A slugger who redefined offensive extremes, launching majestic home runs while shattering strikeout records, embodying baseball's modern three-true-outcomes era.
Mark Reynolds arrived in the majors with the Arizona Diamondbacks and immediately announced his style: all-or-nothing, every swing. In an era increasingly defined by the 'three true outcomes'—home runs, walks, and strikeouts—Reynolds was a pioneer. He swung with such violent, uppercut torque that he became the first player in history to strike out 200 times in a season, a feat he accomplished and then surpassed. But for every whiff, there was a jaw-dropping, 450-foot blast. He hit 44 homers in 2009, and his power was prodigious and pure. Defensively, he was surprisingly versatile, moving from a error-prone third baseman to a competent first baseman. Reynolds' career, spanning 13 seasons and eight teams, is a perfect snapshot of baseball's analytical revolution, where his glaring flaws were willingly traded for game-changing power.
1981–1996
The first digital natives. Grew up with the internet, came of age during 9/11 and the 2008 crash. Highly educated, deeply indebted, slower to marry and buy houses. Redefined work, identity, and what it means to be an adult.

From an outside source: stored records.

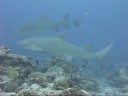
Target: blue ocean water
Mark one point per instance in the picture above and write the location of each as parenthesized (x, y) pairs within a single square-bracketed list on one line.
[(107, 21)]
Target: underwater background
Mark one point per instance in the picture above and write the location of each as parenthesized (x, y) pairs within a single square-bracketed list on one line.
[(106, 22)]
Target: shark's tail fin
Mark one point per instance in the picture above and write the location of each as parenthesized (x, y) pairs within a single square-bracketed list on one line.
[(101, 54), (79, 19)]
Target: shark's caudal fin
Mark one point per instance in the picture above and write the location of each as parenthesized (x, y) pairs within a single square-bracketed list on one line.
[(79, 19), (101, 54)]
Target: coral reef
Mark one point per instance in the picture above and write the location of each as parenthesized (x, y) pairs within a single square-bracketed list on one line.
[(27, 93), (10, 87), (38, 78), (62, 83), (73, 92)]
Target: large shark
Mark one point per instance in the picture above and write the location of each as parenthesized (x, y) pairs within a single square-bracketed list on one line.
[(46, 24), (56, 45)]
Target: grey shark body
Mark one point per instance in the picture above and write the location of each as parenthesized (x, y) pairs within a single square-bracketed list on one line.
[(58, 46)]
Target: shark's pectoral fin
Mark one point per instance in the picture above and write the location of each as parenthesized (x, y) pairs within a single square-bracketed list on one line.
[(60, 35), (35, 48), (68, 57), (67, 26)]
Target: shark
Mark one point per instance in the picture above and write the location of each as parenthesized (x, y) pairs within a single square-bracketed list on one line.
[(58, 46), (47, 24)]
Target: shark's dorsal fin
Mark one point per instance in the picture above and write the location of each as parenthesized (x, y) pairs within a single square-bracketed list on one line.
[(45, 16), (60, 35), (66, 17), (87, 47)]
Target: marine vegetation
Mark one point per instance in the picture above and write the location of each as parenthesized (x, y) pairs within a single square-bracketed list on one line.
[(47, 24), (61, 48)]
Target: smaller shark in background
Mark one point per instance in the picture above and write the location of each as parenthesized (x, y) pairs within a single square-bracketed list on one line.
[(47, 24), (56, 45)]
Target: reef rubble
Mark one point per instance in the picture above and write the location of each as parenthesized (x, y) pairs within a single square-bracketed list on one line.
[(19, 76)]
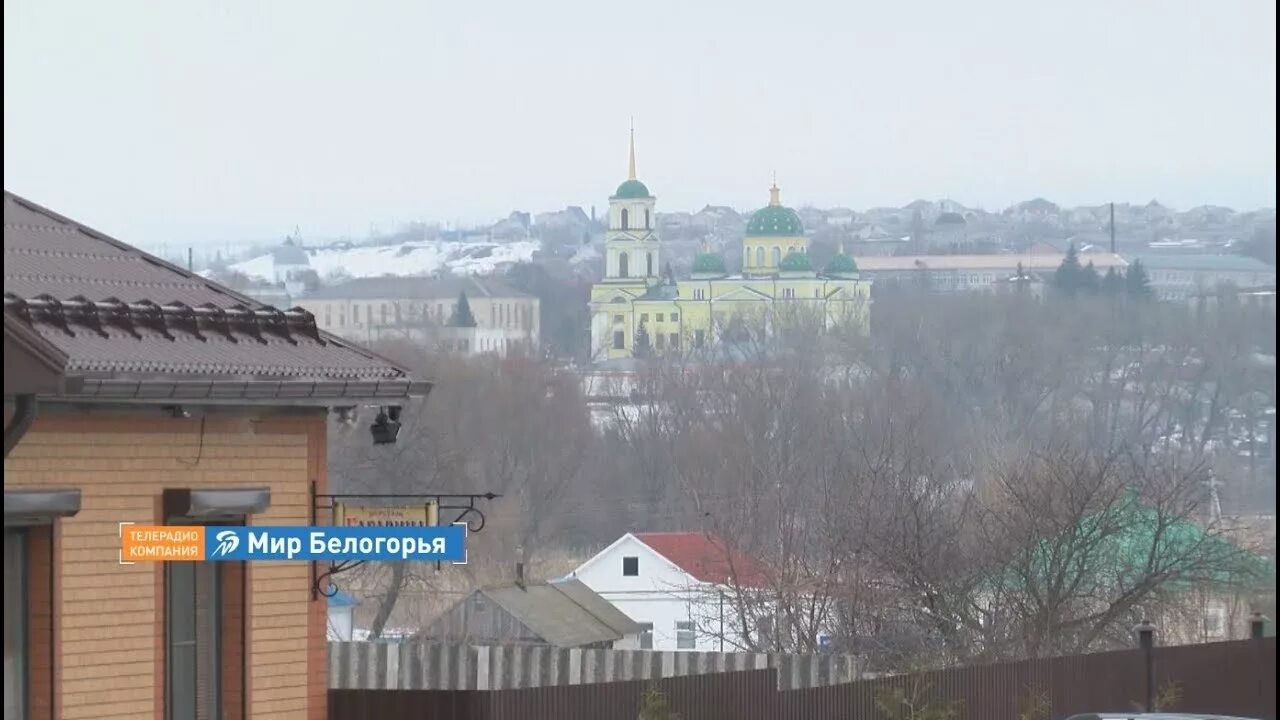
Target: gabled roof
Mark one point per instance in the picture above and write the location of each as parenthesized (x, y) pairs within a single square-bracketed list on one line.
[(141, 329), (563, 613), (31, 363), (707, 559)]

Mark was born in 1983, placing them squarely in the Millennials. The events that shaped this generation — the internet revolution, 9/11, and the 2008 financial crisis — shaped the world they entered and the choices available to them.
The biggest hits of 1983
#1 Movie
Return of the Jedi
Best Picture
Terms of Endearment
#1 TV Show
60 Minutes
The world at every milestone
Internet adopts TCP/IP, creating the modern internet
Pan Am Flight 103 bombed over Lockerbie
Dolly the sheep cloned
Columbine shooting; Y2K panic builds
September 11 attacks transform the world
Indian Ocean tsunami kills over 230,000
Edward Snowden reveals NSA surveillance programs
ChatGPT goes mainstream; Israel-Hamas war begins
He played college baseball at the University of Virginia, where he was primarily a shortstop.
In 2011, he played all 162 games for the Baltimore Orioles, splitting time between first and third base.
He once hit a home run measured at 481 feet at Coors Field, one of the longest ever recorded there.
“I'm here to hit the ball over the fence, not to make friends.”